MUGEプランニングのたまさかブログ

東海・中部地区で落語公演を開催しているオフィスのブログ

【若者噺の9人】~歴史を刻んだ5日間~

「何をとちくるったのか」
「物好きにもほどがある」
「きっとどこかから金を引っ張ってきてるんだよ」

この企画を発表した時、耳にした言葉です。
確かにハードなGW、疲労困憊の昨日今日です。
名古屋市那古野・円頓寺レピリエを5日間借り切って9人の若手落語家の独演会だけやってもらう。
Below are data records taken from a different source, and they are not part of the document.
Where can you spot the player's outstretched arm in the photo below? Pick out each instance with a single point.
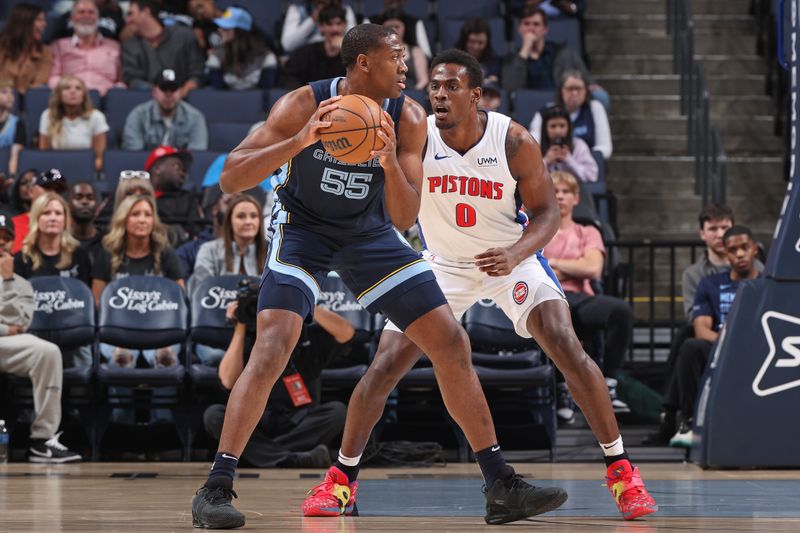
(293, 124)
(538, 196)
(402, 164)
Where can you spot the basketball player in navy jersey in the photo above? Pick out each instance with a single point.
(335, 216)
(476, 165)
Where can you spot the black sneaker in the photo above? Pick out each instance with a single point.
(513, 499)
(51, 451)
(212, 509)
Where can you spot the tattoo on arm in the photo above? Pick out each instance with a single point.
(514, 142)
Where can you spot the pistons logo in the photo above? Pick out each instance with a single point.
(520, 292)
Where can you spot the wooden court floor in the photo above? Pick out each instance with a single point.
(145, 497)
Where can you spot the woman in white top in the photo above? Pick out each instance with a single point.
(242, 248)
(71, 122)
(589, 118)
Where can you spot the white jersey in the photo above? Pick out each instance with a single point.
(469, 203)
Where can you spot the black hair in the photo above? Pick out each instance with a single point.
(549, 113)
(330, 12)
(151, 5)
(531, 10)
(17, 203)
(363, 39)
(84, 182)
(459, 57)
(737, 230)
(715, 212)
(470, 27)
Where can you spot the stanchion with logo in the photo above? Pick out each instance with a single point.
(747, 410)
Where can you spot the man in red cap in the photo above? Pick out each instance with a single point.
(177, 207)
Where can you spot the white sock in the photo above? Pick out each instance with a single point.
(613, 448)
(349, 461)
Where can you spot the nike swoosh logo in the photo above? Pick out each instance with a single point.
(40, 454)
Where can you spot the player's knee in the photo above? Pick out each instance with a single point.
(379, 380)
(567, 350)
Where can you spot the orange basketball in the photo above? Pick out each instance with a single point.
(352, 134)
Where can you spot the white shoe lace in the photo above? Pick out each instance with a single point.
(53, 442)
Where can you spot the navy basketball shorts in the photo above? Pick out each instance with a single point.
(383, 272)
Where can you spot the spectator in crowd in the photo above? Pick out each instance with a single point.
(416, 34)
(136, 245)
(87, 54)
(109, 21)
(242, 248)
(49, 249)
(205, 30)
(49, 180)
(165, 120)
(714, 220)
(577, 254)
(177, 207)
(12, 127)
(712, 303)
(491, 99)
(155, 47)
(540, 64)
(319, 60)
(83, 207)
(302, 24)
(552, 8)
(24, 59)
(23, 354)
(562, 151)
(243, 60)
(293, 432)
(414, 57)
(475, 38)
(72, 123)
(129, 183)
(21, 192)
(588, 116)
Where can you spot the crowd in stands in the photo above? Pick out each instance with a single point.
(152, 219)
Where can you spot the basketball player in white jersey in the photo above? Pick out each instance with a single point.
(478, 166)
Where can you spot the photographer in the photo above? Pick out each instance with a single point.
(295, 428)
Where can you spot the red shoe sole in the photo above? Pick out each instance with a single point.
(640, 512)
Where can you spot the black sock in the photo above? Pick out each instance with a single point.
(492, 464)
(611, 459)
(350, 471)
(222, 471)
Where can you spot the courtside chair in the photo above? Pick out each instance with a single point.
(141, 313)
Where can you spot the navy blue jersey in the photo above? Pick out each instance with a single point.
(327, 196)
(714, 298)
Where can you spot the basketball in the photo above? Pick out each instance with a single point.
(353, 133)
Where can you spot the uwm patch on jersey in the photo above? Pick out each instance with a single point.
(469, 201)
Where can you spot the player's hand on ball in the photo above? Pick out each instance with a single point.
(496, 261)
(388, 154)
(310, 132)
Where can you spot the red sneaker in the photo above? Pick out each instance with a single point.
(627, 488)
(333, 497)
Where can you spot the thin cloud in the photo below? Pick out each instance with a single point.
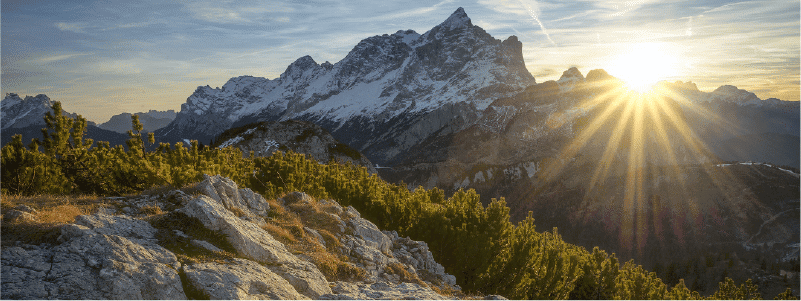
(55, 58)
(73, 27)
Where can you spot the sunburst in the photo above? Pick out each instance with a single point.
(643, 65)
(634, 122)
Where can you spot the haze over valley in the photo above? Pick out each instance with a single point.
(695, 184)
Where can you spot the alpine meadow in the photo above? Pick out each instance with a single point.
(446, 164)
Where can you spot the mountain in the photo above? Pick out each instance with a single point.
(216, 242)
(577, 155)
(455, 108)
(387, 95)
(26, 117)
(151, 121)
(302, 137)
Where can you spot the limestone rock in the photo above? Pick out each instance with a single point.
(14, 215)
(255, 243)
(226, 192)
(416, 254)
(369, 232)
(381, 291)
(243, 279)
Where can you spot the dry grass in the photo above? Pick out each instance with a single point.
(194, 229)
(334, 268)
(404, 275)
(287, 226)
(237, 211)
(151, 210)
(53, 211)
(279, 233)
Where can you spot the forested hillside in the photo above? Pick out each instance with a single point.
(478, 244)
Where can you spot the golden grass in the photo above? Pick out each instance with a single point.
(237, 211)
(53, 211)
(405, 276)
(151, 210)
(279, 233)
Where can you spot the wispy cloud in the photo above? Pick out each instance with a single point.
(55, 58)
(73, 27)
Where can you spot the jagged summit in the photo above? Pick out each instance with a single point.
(17, 112)
(387, 94)
(458, 19)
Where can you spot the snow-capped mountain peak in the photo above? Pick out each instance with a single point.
(17, 112)
(458, 19)
(394, 88)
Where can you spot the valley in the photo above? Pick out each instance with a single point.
(691, 185)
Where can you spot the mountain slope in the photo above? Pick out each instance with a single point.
(151, 121)
(385, 96)
(26, 117)
(301, 137)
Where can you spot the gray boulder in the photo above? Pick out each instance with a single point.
(226, 192)
(92, 265)
(255, 243)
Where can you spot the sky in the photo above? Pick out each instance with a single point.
(101, 58)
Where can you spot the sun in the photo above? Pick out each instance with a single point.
(642, 65)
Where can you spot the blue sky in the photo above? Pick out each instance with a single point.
(102, 58)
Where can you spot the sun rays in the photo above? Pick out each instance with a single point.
(639, 137)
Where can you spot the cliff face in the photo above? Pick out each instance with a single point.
(265, 138)
(220, 242)
(388, 94)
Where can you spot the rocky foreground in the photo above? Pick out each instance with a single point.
(124, 252)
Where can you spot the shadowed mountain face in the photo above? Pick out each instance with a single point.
(642, 175)
(26, 117)
(265, 138)
(639, 175)
(386, 96)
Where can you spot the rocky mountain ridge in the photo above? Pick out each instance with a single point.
(386, 95)
(151, 120)
(302, 137)
(122, 251)
(26, 117)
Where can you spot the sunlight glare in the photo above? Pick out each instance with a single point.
(642, 65)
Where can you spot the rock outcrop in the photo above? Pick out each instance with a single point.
(303, 137)
(123, 252)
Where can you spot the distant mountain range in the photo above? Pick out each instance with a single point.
(456, 108)
(26, 117)
(387, 95)
(151, 121)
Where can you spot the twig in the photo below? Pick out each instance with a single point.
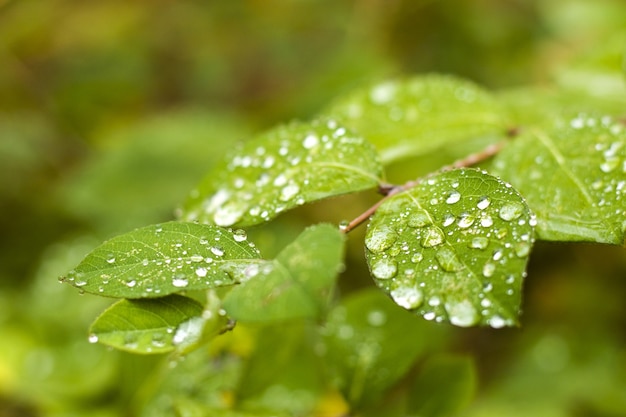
(389, 190)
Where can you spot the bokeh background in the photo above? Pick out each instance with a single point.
(111, 111)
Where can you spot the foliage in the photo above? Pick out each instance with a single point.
(254, 298)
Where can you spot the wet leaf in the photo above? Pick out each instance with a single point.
(370, 344)
(148, 326)
(296, 284)
(162, 259)
(573, 176)
(454, 248)
(281, 169)
(418, 115)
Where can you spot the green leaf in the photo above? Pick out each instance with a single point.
(573, 176)
(454, 248)
(281, 169)
(162, 259)
(444, 386)
(148, 326)
(419, 115)
(297, 284)
(370, 344)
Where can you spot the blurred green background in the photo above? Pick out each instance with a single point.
(111, 111)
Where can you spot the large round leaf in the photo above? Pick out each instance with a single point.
(454, 248)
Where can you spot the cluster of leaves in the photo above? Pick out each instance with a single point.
(451, 246)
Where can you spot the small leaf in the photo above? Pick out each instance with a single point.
(296, 284)
(419, 115)
(146, 326)
(444, 386)
(281, 169)
(370, 344)
(454, 248)
(162, 259)
(573, 175)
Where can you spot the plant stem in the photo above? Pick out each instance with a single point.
(389, 190)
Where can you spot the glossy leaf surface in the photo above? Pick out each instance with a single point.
(296, 284)
(162, 259)
(281, 169)
(573, 175)
(454, 248)
(419, 115)
(148, 326)
(370, 344)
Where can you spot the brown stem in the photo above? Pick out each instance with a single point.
(389, 190)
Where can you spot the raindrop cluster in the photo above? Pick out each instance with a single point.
(454, 248)
(281, 169)
(158, 260)
(581, 165)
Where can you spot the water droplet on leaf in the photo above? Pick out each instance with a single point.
(384, 269)
(407, 297)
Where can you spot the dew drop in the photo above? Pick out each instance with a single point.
(489, 269)
(376, 318)
(217, 251)
(466, 220)
(453, 197)
(229, 214)
(196, 258)
(610, 164)
(240, 235)
(180, 282)
(486, 221)
(407, 297)
(289, 192)
(448, 259)
(462, 314)
(511, 211)
(483, 202)
(522, 249)
(479, 242)
(432, 237)
(310, 141)
(448, 219)
(417, 257)
(419, 219)
(385, 269)
(497, 322)
(380, 239)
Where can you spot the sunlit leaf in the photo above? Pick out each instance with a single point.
(443, 387)
(370, 344)
(148, 326)
(281, 169)
(573, 176)
(162, 259)
(296, 284)
(454, 248)
(419, 115)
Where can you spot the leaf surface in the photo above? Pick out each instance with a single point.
(454, 248)
(162, 259)
(419, 115)
(370, 344)
(573, 176)
(296, 284)
(147, 326)
(281, 169)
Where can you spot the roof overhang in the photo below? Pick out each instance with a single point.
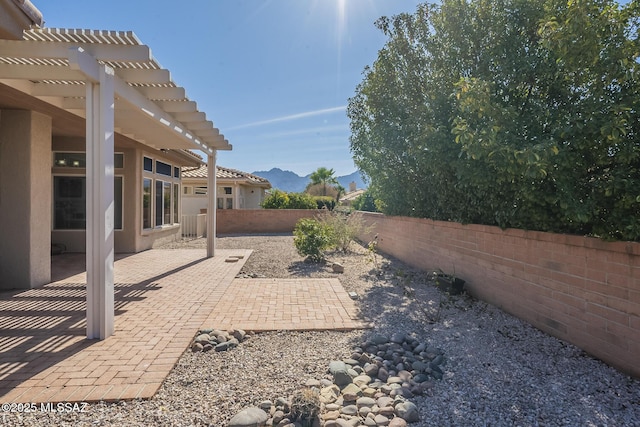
(16, 16)
(149, 107)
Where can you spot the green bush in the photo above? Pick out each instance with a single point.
(343, 228)
(365, 202)
(279, 199)
(301, 201)
(325, 202)
(312, 238)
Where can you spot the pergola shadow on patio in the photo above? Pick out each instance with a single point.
(161, 299)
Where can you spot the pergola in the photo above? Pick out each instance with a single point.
(111, 81)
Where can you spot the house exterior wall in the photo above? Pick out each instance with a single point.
(579, 289)
(132, 237)
(244, 196)
(25, 199)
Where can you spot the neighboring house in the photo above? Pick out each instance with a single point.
(93, 137)
(236, 189)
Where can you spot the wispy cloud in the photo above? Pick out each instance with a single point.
(321, 130)
(291, 117)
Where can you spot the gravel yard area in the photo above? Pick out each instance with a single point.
(498, 370)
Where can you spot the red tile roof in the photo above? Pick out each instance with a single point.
(224, 174)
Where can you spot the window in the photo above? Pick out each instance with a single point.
(70, 160)
(161, 192)
(146, 203)
(163, 203)
(79, 160)
(70, 202)
(118, 160)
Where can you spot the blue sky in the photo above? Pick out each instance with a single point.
(274, 76)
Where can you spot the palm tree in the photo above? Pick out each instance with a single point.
(323, 176)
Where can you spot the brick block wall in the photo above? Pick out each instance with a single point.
(582, 290)
(254, 221)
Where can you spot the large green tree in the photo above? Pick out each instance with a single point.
(323, 177)
(518, 113)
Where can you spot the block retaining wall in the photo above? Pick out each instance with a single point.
(582, 290)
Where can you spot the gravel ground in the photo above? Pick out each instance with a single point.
(499, 371)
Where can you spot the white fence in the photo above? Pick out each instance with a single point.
(194, 226)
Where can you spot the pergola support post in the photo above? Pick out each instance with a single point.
(211, 204)
(100, 204)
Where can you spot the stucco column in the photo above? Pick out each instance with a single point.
(25, 199)
(100, 208)
(212, 195)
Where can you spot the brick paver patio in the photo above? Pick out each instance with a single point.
(162, 297)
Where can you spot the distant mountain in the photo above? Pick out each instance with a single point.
(292, 182)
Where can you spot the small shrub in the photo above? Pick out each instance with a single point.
(325, 202)
(301, 201)
(305, 406)
(277, 199)
(312, 238)
(343, 227)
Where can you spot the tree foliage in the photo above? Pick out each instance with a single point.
(323, 178)
(365, 202)
(515, 113)
(278, 199)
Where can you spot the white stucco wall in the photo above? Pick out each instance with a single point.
(25, 199)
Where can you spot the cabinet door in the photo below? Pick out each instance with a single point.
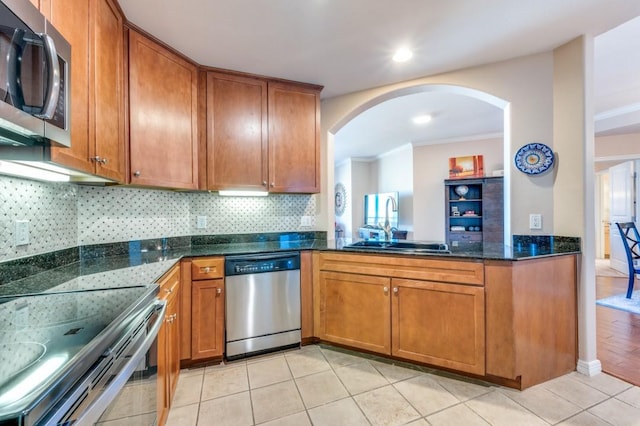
(71, 18)
(355, 311)
(439, 323)
(294, 138)
(163, 113)
(207, 319)
(106, 100)
(236, 132)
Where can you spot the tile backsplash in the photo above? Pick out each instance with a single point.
(65, 215)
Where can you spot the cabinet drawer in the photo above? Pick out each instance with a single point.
(169, 283)
(207, 268)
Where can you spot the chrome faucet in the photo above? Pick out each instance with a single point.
(387, 225)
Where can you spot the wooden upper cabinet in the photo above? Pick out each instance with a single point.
(71, 18)
(262, 134)
(94, 30)
(294, 138)
(163, 108)
(237, 133)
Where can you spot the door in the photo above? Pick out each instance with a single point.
(621, 210)
(355, 311)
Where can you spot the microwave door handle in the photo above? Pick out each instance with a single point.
(14, 60)
(53, 82)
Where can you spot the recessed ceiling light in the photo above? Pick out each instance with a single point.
(422, 119)
(402, 55)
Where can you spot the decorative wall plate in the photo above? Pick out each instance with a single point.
(341, 198)
(534, 158)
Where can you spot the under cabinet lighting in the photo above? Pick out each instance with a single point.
(241, 193)
(28, 172)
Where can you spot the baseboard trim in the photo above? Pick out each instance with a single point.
(589, 368)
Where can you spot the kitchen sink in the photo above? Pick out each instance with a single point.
(401, 246)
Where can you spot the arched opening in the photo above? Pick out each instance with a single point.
(404, 148)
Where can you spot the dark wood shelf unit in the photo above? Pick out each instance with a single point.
(486, 199)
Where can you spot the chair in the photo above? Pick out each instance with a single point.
(631, 241)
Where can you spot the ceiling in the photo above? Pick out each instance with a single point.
(347, 46)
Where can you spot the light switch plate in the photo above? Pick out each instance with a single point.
(535, 221)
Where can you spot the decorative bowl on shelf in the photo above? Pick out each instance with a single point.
(461, 190)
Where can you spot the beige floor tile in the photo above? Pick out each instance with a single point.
(544, 403)
(394, 373)
(419, 422)
(267, 372)
(185, 372)
(455, 416)
(187, 415)
(297, 419)
(584, 419)
(575, 391)
(617, 413)
(232, 410)
(361, 377)
(426, 394)
(499, 410)
(463, 390)
(225, 381)
(631, 396)
(305, 362)
(340, 359)
(385, 406)
(188, 391)
(603, 382)
(275, 401)
(340, 413)
(320, 388)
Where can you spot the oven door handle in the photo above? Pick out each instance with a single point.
(93, 412)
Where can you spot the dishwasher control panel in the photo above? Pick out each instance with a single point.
(261, 263)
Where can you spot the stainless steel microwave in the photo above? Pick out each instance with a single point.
(35, 64)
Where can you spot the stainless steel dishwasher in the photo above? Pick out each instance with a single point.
(262, 303)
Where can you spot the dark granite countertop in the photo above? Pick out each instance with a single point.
(144, 262)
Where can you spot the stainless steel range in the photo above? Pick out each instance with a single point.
(66, 356)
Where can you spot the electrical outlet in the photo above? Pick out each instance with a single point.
(201, 222)
(535, 221)
(22, 232)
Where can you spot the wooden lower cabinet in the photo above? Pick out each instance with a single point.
(428, 320)
(438, 323)
(207, 319)
(355, 311)
(169, 343)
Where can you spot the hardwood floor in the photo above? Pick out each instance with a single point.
(618, 333)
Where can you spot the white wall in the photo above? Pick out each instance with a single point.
(343, 176)
(431, 168)
(395, 173)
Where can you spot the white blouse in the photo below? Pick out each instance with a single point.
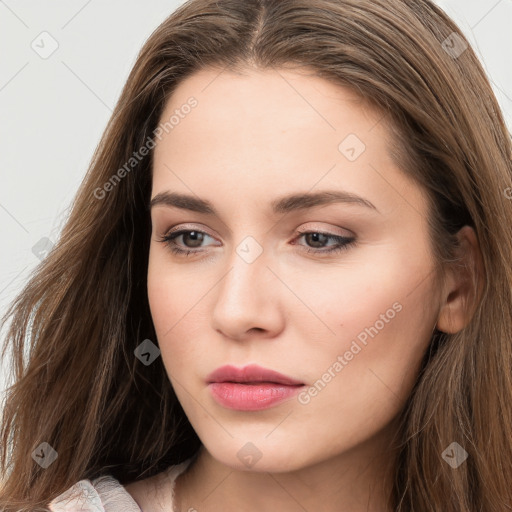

確かにそんな企画を立てること自体、無謀な事だったのかもしれません。
でも、東海地区で落語の仕事についてずっと思っていたことを実行する機会があればと、3年ほど前からタイミングを見計らっていました。

次代を担う若者を支援しよう?
いえ、そんなたいそうなものじゃありません。

落語界の将来のために、赤字覚悟で育成したかった?
いえ、そんな偉そうなものでもありません。

私が気になって、聴いてみたいと思う若手に集まってもらって場を提供した、
ただそれだけ。

人気の師匠のお供でやってきて、前座で一席やって帰っていった。
何人かの若手を集めた会で一番存在感があった。
学生時代から、その発想力に着目していた。

そんな9人に目一杯の時間を与えて、思う存分やっていただくって、
楽しいじゃないですか?

そして9人とも、攻め入ってきた尾張の地に、確かに爪痕を残して行った。

昇輔くんの、きめ細かな所作つきの「のぶこよしえ」。
音助さんの、ひとつひとつの間を大事にする「ねずみ」。
小文吾くんの、粗削りだけれどパワフルな「タイムスリップ」。
雛菊さんの、亀ちゃんを叱るおっかさんに胸が詰まった「子は鎹」。
菊正くんの、この先の進化が楽しみな「初天神」。
かけ橋さんの、積み重ねた努力が花開く「不動坊」。
市好さんの、実直な性格がそのまま久蔵に乗り移った「紺屋高尾」。
きよ彦さんの、中身を予想させずに興味を持たせる「いい感じの小料理屋」。
談洲さんの、師匠譲りの構成力が際立つ「火事息子」。

9人は確かに、尾張の地を征服したと思います。
ありがとう。

それぞれの物語の続き、また見せて下さいね。